Virtual Private Cloud. The company’s VPC solution allows customers to utilize an isolated, private section of the company’s CoreWeave Cloud Platform where they can run their resources in a controlled network environment. It delivers a flexible experience backed by enhanced security, with both direct control and a high degree of customization. It enables hyper specific networking policies on a workload-by-workload basis, including terminating VPNs, managing routing, and access control. The company’s robust node isolation capabilities create both data and VPC segregation that deliver maximum security for the company’s customer workloads.
Bare Metal. The company’s Bare Metal service is fast, reliable, and performant. The vast majority of AI workloads do not need virtualization. Instead, they need direct access to resources to run training, inference, and experimentation with maximum performance and low latency.
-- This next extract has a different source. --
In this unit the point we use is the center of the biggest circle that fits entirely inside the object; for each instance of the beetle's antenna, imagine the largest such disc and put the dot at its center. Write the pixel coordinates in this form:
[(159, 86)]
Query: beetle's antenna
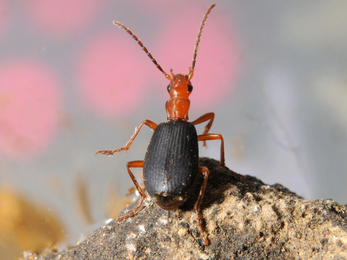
[(191, 69), (122, 26)]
The company eliminates the need to have a hypervisor layer and enable the company’s customers to run Kubernetes, or an orchestration platform of their choice, directly on Bare Metal instances. This allows the company to combine the flexibility of cloud-like provisioning and the power and performance of dedicated hardware, unlocking higher performance, increasing reliability, freeing up compute resources, and allowing for in-depth insights on cluster health and performance through granular metrics. For customers who prefer a more managed experience, the company’s Bare Metal service also enables customers to spin up Bare Metal nodes in CKS and offload certain basic functions, such as storage and network drivers.
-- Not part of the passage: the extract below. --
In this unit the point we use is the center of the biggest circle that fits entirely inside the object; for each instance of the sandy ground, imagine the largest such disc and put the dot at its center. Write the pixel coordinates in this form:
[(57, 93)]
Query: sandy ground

Application Software Services: Additional tools that accelerate and improve training and inferencing
The company’s Application Software Services allow companies to seamlessly integrate additional tools that accelerate and improve training and inference. Due to the company’s microservices-based architecture, the company’s platform is fully composable, with customers able to run their own orchestration solution or third-party applications seamlessly as part of the company’s stack. As with all the company’s other services, the company follows security best practices at every step.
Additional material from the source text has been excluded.